Will Cantwell-McCain Reinstate Glass-Steagall?
Posted by Larry Doyle on December 18, 2009 11:18 AM |
Might we turn the clock back in an attempt to make our way forward? How so?
Pressure is certainly building in America to curtail, if not derail, the excessive risks embedded in our largest banks. How may these risks be unwound? Reinstating the Glass-Steagall Act, which separated commercial and investment banking activities. If this Act were to be reinstated, that would be the end of the mega-banks (Citi, JP Morgan, Bank of America, Wells Fargo) as we know them.
Who has been harping on this? Former Fed Chair Paul Volcker. Although Wall Street and Washington turn a deaf ear to Volcker, America listens to him intently.
In September, I wrote “Volcker Launches Bombshell on Wall Street and Washington” which highlighted Volcker’s call to reinstate Glass-Steagall. That story resonated far and wide. Now we learn from the American Banker that Senators Maria Cantwell (D-WA) and John McCain (R-AZ) have introduced legislation which would once again separate commercial and investment banking activities. From American Banker’s story, Bill Offered to Reinstate Glass-Steagall:
Sens. Maria Cantwell, D-Wash., and John McCain, R-Ariz., introduced a bill Wednesday to reverse the Gramm-Leach-Bliley Act’s dismantling of the wall separating banking from the securities and insurance industries.
Under their Banking Integrity Act of 2009, commercial banks would be prohibited from affiliating with investment banks and vice versa.
The bill would also ban commercial banks from engaging in any insurance activity. The legislation would force banks to divest their commercial or investment banking operations within one year of enactment.

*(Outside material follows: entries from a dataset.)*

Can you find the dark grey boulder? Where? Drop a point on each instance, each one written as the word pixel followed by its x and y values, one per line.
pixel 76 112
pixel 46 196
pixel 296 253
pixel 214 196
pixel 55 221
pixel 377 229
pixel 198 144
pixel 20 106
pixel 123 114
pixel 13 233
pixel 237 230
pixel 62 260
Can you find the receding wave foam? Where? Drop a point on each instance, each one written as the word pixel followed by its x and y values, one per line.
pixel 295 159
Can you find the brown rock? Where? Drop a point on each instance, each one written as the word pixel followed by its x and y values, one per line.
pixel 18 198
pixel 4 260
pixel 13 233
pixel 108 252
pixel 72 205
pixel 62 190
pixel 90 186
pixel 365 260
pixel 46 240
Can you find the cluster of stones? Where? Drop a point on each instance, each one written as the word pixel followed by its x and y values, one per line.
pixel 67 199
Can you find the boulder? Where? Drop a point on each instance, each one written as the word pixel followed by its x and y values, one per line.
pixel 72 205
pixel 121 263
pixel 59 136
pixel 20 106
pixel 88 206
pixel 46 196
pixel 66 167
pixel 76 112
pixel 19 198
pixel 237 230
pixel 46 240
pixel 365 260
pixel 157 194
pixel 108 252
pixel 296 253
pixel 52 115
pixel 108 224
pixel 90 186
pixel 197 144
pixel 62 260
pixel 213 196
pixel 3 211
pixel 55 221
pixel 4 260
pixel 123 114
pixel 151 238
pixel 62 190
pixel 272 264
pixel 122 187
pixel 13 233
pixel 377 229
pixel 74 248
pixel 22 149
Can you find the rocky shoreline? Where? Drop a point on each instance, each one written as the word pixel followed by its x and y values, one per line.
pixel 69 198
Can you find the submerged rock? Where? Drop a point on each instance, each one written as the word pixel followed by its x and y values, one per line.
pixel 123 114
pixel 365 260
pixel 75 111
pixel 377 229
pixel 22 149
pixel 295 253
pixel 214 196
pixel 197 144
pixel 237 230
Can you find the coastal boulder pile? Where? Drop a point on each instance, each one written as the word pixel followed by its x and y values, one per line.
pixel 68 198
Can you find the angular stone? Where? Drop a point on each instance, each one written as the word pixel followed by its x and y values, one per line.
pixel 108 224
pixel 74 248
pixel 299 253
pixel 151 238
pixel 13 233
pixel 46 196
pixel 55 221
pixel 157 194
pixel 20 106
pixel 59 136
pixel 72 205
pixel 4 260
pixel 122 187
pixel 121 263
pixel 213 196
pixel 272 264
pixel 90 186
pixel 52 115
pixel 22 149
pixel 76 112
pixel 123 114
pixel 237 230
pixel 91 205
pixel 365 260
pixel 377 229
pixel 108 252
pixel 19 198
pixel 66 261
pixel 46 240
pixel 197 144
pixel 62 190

“America can’t afford another financial crisis,” said Cantwell in a press release.
In my opinion, the melding of commercial and investment banking activities is not the problem in and of itself. Very simply, I believe the repeal of Glass-Steagall has shown that Wall Street does not possess the leadership and risk management capabilities to properly monitor and manage the risks embedded in institutions of this size and scope.
To that end, I would be in favor of reinstating this Act. That said, we should not think that merely reinstating Glass-Steagall will solve our problems. Why? Don’t forget that Bear Stearns and Lehman were pure investment banks, both of which failed without having commercial banking activities.